Aunque ruja en el océano

la galerna más cruel,

no ha de poder con los mástiles

de nuestro insigne bajel.

Si el grandioso Poseidón

ha de estar a nuestro lado,

no parecerá ancho el mar

ni le tendremos cuidado.

… el cual, según decía Henry, situaba al poeta en el seno del océano. Ebenezer pensó con calor en su amigo y maestro, quien, por lo que él sabía, bien pudiera haber sido descubierto hacía mucho tiempo por Slye y Scurry, y luego sepultado en una tumba de agua. Henry había sido escéptico en cuanto a lo del nombramiento de Laureado, de eso no había ninguna duda.

—¡Ojalá lo tuviera aquí para poder contarle este prodigio!

Después del trascendental avistamiento de la isla de Corvo, en las Azores, el Poseidón siguió navegando por el rumbo adecuado, en dirección oeste, a lo largo del paralelo treinta y siete, por lo que, si todo iba bien, llegaría en línea recta a los Cabos de Virginia.
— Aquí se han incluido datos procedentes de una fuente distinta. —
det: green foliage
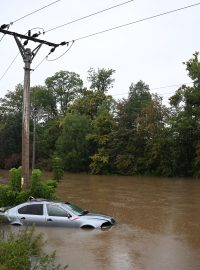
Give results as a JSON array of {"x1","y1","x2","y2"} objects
[
  {"x1": 9, "y1": 167, "x2": 21, "y2": 192},
  {"x1": 57, "y1": 113, "x2": 91, "y2": 172},
  {"x1": 88, "y1": 68, "x2": 115, "y2": 93},
  {"x1": 0, "y1": 168, "x2": 57, "y2": 207},
  {"x1": 0, "y1": 227, "x2": 67, "y2": 270},
  {"x1": 0, "y1": 185, "x2": 17, "y2": 206},
  {"x1": 52, "y1": 156, "x2": 64, "y2": 181},
  {"x1": 45, "y1": 70, "x2": 83, "y2": 115},
  {"x1": 30, "y1": 169, "x2": 56, "y2": 199},
  {"x1": 0, "y1": 55, "x2": 200, "y2": 177},
  {"x1": 90, "y1": 149, "x2": 109, "y2": 174}
]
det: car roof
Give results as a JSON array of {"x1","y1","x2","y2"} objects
[{"x1": 27, "y1": 197, "x2": 70, "y2": 204}]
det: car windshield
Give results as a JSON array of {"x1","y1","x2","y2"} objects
[{"x1": 61, "y1": 203, "x2": 88, "y2": 216}]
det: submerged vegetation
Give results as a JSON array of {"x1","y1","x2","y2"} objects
[
  {"x1": 0, "y1": 53, "x2": 200, "y2": 177},
  {"x1": 0, "y1": 224, "x2": 67, "y2": 270}
]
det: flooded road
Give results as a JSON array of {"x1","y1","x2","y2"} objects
[
  {"x1": 37, "y1": 174, "x2": 200, "y2": 270},
  {"x1": 19, "y1": 174, "x2": 200, "y2": 270}
]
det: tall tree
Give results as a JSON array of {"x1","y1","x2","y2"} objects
[
  {"x1": 110, "y1": 81, "x2": 152, "y2": 175},
  {"x1": 170, "y1": 52, "x2": 200, "y2": 176},
  {"x1": 88, "y1": 68, "x2": 115, "y2": 93},
  {"x1": 45, "y1": 71, "x2": 83, "y2": 115},
  {"x1": 56, "y1": 113, "x2": 91, "y2": 172}
]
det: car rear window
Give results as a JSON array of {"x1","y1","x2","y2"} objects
[
  {"x1": 47, "y1": 204, "x2": 69, "y2": 217},
  {"x1": 18, "y1": 204, "x2": 43, "y2": 215}
]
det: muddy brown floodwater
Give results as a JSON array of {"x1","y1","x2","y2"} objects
[{"x1": 4, "y1": 174, "x2": 200, "y2": 270}]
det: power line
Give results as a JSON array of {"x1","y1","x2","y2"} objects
[
  {"x1": 43, "y1": 0, "x2": 134, "y2": 34},
  {"x1": 112, "y1": 82, "x2": 193, "y2": 97},
  {"x1": 10, "y1": 0, "x2": 62, "y2": 25},
  {"x1": 63, "y1": 2, "x2": 200, "y2": 42},
  {"x1": 0, "y1": 53, "x2": 19, "y2": 81},
  {"x1": 46, "y1": 40, "x2": 74, "y2": 61}
]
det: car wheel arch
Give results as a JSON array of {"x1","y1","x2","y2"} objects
[{"x1": 81, "y1": 224, "x2": 95, "y2": 230}]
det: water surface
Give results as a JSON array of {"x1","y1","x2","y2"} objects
[{"x1": 37, "y1": 174, "x2": 200, "y2": 270}]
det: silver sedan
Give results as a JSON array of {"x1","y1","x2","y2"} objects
[{"x1": 1, "y1": 199, "x2": 115, "y2": 229}]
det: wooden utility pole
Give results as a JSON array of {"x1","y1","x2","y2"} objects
[
  {"x1": 0, "y1": 25, "x2": 60, "y2": 190},
  {"x1": 22, "y1": 49, "x2": 32, "y2": 189}
]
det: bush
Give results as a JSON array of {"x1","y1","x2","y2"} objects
[
  {"x1": 30, "y1": 169, "x2": 57, "y2": 199},
  {"x1": 0, "y1": 227, "x2": 67, "y2": 270},
  {"x1": 0, "y1": 168, "x2": 57, "y2": 207}
]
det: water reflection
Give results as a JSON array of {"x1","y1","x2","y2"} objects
[{"x1": 2, "y1": 174, "x2": 200, "y2": 270}]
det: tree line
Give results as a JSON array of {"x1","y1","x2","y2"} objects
[{"x1": 0, "y1": 52, "x2": 200, "y2": 177}]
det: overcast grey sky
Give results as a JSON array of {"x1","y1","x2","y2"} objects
[{"x1": 0, "y1": 0, "x2": 200, "y2": 104}]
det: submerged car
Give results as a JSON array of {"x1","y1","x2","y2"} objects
[{"x1": 1, "y1": 198, "x2": 115, "y2": 229}]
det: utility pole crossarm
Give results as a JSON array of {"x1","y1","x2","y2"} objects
[{"x1": 0, "y1": 28, "x2": 60, "y2": 47}]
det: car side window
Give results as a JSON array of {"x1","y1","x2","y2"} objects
[
  {"x1": 47, "y1": 204, "x2": 71, "y2": 217},
  {"x1": 18, "y1": 204, "x2": 43, "y2": 216}
]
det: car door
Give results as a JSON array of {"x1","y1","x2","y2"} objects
[
  {"x1": 17, "y1": 203, "x2": 45, "y2": 226},
  {"x1": 46, "y1": 204, "x2": 79, "y2": 228}
]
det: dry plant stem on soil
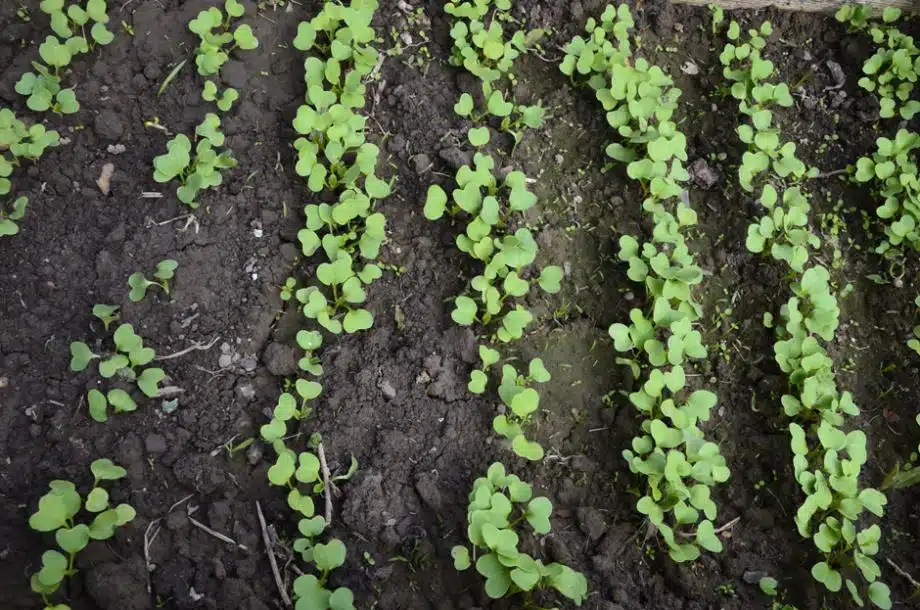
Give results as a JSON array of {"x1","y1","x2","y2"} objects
[
  {"x1": 256, "y1": 500, "x2": 291, "y2": 606},
  {"x1": 672, "y1": 0, "x2": 917, "y2": 13}
]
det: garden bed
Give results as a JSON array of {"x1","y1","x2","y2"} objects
[{"x1": 0, "y1": 0, "x2": 920, "y2": 610}]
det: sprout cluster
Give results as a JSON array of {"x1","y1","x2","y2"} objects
[
  {"x1": 0, "y1": 108, "x2": 60, "y2": 237},
  {"x1": 16, "y1": 0, "x2": 115, "y2": 114},
  {"x1": 560, "y1": 4, "x2": 730, "y2": 562},
  {"x1": 424, "y1": 0, "x2": 563, "y2": 461},
  {"x1": 451, "y1": 462, "x2": 588, "y2": 606},
  {"x1": 261, "y1": 0, "x2": 391, "y2": 610},
  {"x1": 836, "y1": 5, "x2": 920, "y2": 120},
  {"x1": 722, "y1": 21, "x2": 891, "y2": 609},
  {"x1": 153, "y1": 0, "x2": 259, "y2": 208},
  {"x1": 70, "y1": 318, "x2": 166, "y2": 422},
  {"x1": 29, "y1": 458, "x2": 137, "y2": 610}
]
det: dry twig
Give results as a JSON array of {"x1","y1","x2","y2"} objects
[
  {"x1": 155, "y1": 336, "x2": 220, "y2": 360},
  {"x1": 256, "y1": 500, "x2": 291, "y2": 606},
  {"x1": 185, "y1": 505, "x2": 249, "y2": 553},
  {"x1": 316, "y1": 443, "x2": 332, "y2": 528}
]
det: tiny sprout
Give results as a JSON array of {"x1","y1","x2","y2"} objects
[
  {"x1": 128, "y1": 259, "x2": 179, "y2": 303},
  {"x1": 93, "y1": 304, "x2": 120, "y2": 330}
]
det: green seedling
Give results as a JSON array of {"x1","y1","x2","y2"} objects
[
  {"x1": 201, "y1": 80, "x2": 240, "y2": 112},
  {"x1": 70, "y1": 320, "x2": 166, "y2": 422},
  {"x1": 128, "y1": 259, "x2": 179, "y2": 303},
  {"x1": 721, "y1": 13, "x2": 894, "y2": 609},
  {"x1": 256, "y1": 0, "x2": 392, "y2": 610},
  {"x1": 29, "y1": 459, "x2": 137, "y2": 609},
  {"x1": 188, "y1": 0, "x2": 259, "y2": 76},
  {"x1": 0, "y1": 197, "x2": 29, "y2": 237},
  {"x1": 492, "y1": 358, "x2": 551, "y2": 461},
  {"x1": 39, "y1": 0, "x2": 115, "y2": 47},
  {"x1": 260, "y1": 404, "x2": 357, "y2": 610},
  {"x1": 423, "y1": 0, "x2": 563, "y2": 461},
  {"x1": 854, "y1": 129, "x2": 920, "y2": 256},
  {"x1": 153, "y1": 127, "x2": 237, "y2": 208},
  {"x1": 451, "y1": 463, "x2": 588, "y2": 606},
  {"x1": 836, "y1": 5, "x2": 920, "y2": 120},
  {"x1": 93, "y1": 304, "x2": 121, "y2": 330},
  {"x1": 15, "y1": 61, "x2": 80, "y2": 114},
  {"x1": 560, "y1": 3, "x2": 730, "y2": 562}
]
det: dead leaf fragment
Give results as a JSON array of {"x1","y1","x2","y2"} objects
[{"x1": 96, "y1": 163, "x2": 115, "y2": 195}]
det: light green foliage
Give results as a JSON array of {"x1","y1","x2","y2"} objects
[
  {"x1": 128, "y1": 258, "x2": 179, "y2": 303},
  {"x1": 261, "y1": 410, "x2": 357, "y2": 610},
  {"x1": 0, "y1": 197, "x2": 29, "y2": 237},
  {"x1": 423, "y1": 0, "x2": 563, "y2": 460},
  {"x1": 721, "y1": 16, "x2": 891, "y2": 609},
  {"x1": 153, "y1": 0, "x2": 259, "y2": 208},
  {"x1": 16, "y1": 0, "x2": 115, "y2": 114},
  {"x1": 720, "y1": 21, "x2": 821, "y2": 273},
  {"x1": 262, "y1": 0, "x2": 391, "y2": 610},
  {"x1": 0, "y1": 108, "x2": 60, "y2": 237},
  {"x1": 153, "y1": 127, "x2": 237, "y2": 208},
  {"x1": 451, "y1": 462, "x2": 588, "y2": 606},
  {"x1": 492, "y1": 360, "x2": 551, "y2": 461},
  {"x1": 854, "y1": 129, "x2": 920, "y2": 255},
  {"x1": 188, "y1": 0, "x2": 259, "y2": 76},
  {"x1": 93, "y1": 304, "x2": 121, "y2": 330},
  {"x1": 70, "y1": 318, "x2": 166, "y2": 422},
  {"x1": 560, "y1": 4, "x2": 729, "y2": 561},
  {"x1": 29, "y1": 459, "x2": 136, "y2": 609},
  {"x1": 836, "y1": 5, "x2": 920, "y2": 120},
  {"x1": 444, "y1": 0, "x2": 543, "y2": 142},
  {"x1": 293, "y1": 0, "x2": 391, "y2": 346}
]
La prolongada tormenta había dispersado la flota a los cuatro vientos, de modo que no se divisaba ninguna otra vela en el horizonte; pero el capitán Meech confiaba en dar alcance cualquier día al buque insignia, que, según sus cálculos, iba por delante de ellos. Aunque se había perdido algo de tiempo efectuando reparaciones, cuando «el Virutas» hubo completado con maestría la ensambladura del palo dañado, el Poseidón navegó días y días con el viento a toda vela. Hacía cinco semanas que habían zarpado de Plymouth; el mes de mayo se les echaba encima y en los labios de todo el mundo estaba un nuevo avistamiento de tierra.

Durante aquel período Ebenezer apenas salió del castillo de proa: por una parte le llevó cierto tiempo recobrar las fuerzas; por otra, no tenía ninguna gana de volver a ver a sus antiguos compañeros de mesa, y en todo caso sus cavilaciones lo tenían agradablemente ocupado. Naturalmente, no podía evitar el mantener algunos contactos con Bertrand, pero sus encuentros eran breves y nada comunicativos (el criado no estaba seguro de cuál era su posición, y Ebenezer, aparte de disfrutar a costa de su incomodidad, no tenía nada que decirle) . Aunque ya no le resultaba posible alimentar más ilusiones acerca de la magnificencia del barco, su admiración por los marineros se había multiplicado por diez. Su desesperación se había esfumado: con gozo apacible se quedaba contemplando cómo los delfines nadaban paralelamente a la nave, o siguiendo la estela de la misma y, contagiado del sentimiento general de júbilo anticipado, afiló las plumillas, sacó los volúmenes de Milton y de Samuel Butler que utilizaba para sus consultas y dio a luz los siguientes versos que describían el grandioso acontecimiento que le aguardaba: su primera visión de Maryland.

Acaso Ulises, rumbo hacia un oeste preterido,

tras el saqueo de Ilion, andrajosos los vestidos,

luego de diez años de vagar, por fin cansado

de los llanos acuosos, del desierto espumado,

al contemplar Itaca, de júbilo inundado,

y comprender que sus penas eran todas idas,

díjose del cielo haber ganado las orillas,

tan amable era la visión de la cual gozaba,

pese a la costa fiera, de rocas erizada.

Cuan celestial también la tierra de que presumo,

sus puertos acogedores, alivio sumo

del peso insoportable que arrastra el navegante.

Sus áureos arenales, su floresta fragante,

la vista regalan con donaire inextinguible,

tanto que ni canción ni poeta son posibles,

pues en donosura y extensión serían escasos:

que más gracias tiene Maryland que mil Parnasos

para el que indemne arriba tras el duro pasaje;

así se sentirá en el oceánico paraje

quien desde el mástil más encumbrado del navío

la avizore, quedando de su belleza ahíto.

Y al pie de aquella página destinada a hacer cuentas agregó, debidamente: E. C., Gent., Pta Ldo de Md, y contempló el resultado global con una satisfacción que no experimentaba desde la noche de la fatídica visita de Joan Toast. Estaba impaciente por acabar con los disfraces y asumir su auténtica posición en la provincia; su estado físico era mejor que antes del accidente y su ánimo difícilmente hubiera podido mejorar tras el mismo. Después de tomar en consideración los méritos de una diversidad de planes, acabó por adoptar la resolución de poner fin a la superchería, anunciando su identidad y recitando aquellos sus últimos versos en cuanto el Poseidón avistara tierra: estaba claro que no existía ningún plan contra el Laureado a bordo de la nave, y los pasajeros merecían saber la verdad en cuanto a Bertrand y él.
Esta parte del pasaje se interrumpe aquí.